Shares of Bed Bath & Beyond Inc. plunged about 41% premarket on Monday after the home goods retailer's long fight to save its business ended in bankruptcy.
The once high-flying company filed for Chapter 11 bankruptcy protection over the weekend and said it had launched a liquidation sale after failing to secure the funds needed to stay afloat. It also plans to use the Chapter 11 proceedings to conduct a limited sale and marketing process for some or all of its assets.
Frankfurt-listed shares of the company slumped 41% on Monday.
Bed Bath has struggled with slumping sales and mounting losses over the past several months after its strategy to sell more store-branded products over national brands backfired, while a rough economy and tight spending also walloped the business.
"Bed, Bath & Beyond fell between the racks, unable to compete with the cut-price offerings of rivals like TJ Maxx and value ranges of Target, and with their products not seen as little luxuries worth paying more for," said Susannah Streeter, head of money and markets at Hargreaves Lansdown.
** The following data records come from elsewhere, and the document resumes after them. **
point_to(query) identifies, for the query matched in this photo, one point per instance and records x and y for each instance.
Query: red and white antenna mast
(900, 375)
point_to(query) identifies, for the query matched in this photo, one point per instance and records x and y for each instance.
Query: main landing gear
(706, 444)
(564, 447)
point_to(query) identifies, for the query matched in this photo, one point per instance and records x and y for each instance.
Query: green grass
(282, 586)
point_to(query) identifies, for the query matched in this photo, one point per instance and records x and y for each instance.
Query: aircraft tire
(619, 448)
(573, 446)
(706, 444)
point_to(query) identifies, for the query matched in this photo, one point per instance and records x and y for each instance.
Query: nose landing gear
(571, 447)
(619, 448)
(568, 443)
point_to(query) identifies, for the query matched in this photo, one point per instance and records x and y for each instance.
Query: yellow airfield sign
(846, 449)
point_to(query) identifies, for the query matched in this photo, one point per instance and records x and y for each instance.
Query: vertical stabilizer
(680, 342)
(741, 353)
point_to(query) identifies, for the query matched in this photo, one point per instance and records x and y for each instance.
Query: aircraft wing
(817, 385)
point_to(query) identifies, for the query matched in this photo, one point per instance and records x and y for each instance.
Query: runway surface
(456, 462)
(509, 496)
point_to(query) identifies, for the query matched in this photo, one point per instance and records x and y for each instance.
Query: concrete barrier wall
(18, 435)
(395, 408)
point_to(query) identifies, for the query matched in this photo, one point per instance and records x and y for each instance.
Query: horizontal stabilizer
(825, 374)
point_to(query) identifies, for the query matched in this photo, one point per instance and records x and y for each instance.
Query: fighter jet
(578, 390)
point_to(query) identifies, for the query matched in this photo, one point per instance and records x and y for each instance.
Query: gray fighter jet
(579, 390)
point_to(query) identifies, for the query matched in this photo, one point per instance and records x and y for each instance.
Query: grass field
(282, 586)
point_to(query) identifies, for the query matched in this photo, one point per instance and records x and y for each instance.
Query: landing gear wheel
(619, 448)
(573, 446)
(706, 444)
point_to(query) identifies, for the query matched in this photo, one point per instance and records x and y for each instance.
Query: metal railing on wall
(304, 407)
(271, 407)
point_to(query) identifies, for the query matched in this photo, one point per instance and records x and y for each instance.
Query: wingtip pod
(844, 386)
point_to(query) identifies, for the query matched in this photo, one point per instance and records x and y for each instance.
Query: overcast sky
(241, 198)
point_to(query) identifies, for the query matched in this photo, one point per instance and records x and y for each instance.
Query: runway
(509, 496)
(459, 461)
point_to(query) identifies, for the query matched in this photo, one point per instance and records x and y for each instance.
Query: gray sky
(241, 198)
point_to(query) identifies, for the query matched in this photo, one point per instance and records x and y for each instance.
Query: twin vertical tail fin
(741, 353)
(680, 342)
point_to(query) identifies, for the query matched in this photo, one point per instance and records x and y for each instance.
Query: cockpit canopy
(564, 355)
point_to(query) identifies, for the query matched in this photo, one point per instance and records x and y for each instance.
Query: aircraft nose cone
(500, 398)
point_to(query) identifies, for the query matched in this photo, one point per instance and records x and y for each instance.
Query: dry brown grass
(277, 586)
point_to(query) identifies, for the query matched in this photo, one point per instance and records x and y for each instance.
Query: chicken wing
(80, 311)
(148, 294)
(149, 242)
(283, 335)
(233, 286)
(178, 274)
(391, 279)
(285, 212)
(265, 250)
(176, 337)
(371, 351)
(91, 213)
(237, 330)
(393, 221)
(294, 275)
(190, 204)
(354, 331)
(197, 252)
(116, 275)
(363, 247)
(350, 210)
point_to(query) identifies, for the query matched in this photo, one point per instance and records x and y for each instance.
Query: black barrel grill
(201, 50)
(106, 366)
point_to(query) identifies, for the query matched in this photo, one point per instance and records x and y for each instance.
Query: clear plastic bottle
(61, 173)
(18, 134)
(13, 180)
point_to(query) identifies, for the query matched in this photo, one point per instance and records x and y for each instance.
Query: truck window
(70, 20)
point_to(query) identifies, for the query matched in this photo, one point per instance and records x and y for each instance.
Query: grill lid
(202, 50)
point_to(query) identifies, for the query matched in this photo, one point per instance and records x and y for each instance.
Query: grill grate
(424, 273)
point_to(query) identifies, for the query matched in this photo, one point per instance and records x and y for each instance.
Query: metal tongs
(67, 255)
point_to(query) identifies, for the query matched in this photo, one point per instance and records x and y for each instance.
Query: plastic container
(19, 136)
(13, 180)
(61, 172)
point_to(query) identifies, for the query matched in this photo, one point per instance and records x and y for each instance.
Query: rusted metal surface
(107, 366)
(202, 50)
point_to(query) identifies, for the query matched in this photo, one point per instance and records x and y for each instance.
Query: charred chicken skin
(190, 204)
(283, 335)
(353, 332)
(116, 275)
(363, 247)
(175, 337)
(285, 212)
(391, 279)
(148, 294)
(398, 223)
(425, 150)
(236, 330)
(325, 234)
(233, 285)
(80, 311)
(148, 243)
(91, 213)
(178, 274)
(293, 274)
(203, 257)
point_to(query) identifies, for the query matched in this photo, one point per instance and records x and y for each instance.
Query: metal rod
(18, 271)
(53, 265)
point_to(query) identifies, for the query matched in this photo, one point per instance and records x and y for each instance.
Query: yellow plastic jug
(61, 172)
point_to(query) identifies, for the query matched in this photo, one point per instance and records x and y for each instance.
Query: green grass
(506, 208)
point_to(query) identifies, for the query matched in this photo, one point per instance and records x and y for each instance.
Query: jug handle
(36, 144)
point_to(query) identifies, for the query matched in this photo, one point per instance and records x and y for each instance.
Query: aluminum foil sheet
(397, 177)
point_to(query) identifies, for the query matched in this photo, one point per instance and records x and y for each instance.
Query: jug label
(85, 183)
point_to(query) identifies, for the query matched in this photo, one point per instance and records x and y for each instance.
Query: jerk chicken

Still, Bed Bath's downfall is not a threat to the broader retail sector, analysts said.
"Companies were conservative on '23 guidance to start the year so the fallout from Bed Bath shouldn't result in any company cutting guidance even after incorporating exposures to other distressed retailers," Evercore analysts wrote in a note on Sunday.
BofA analysts named Walmart Inc, Amazon.com Inc , Target, Wayfair and Williams-Sonoma Inc among companies that would gain share and revenue from the Bed Bath & Beyond wind-down.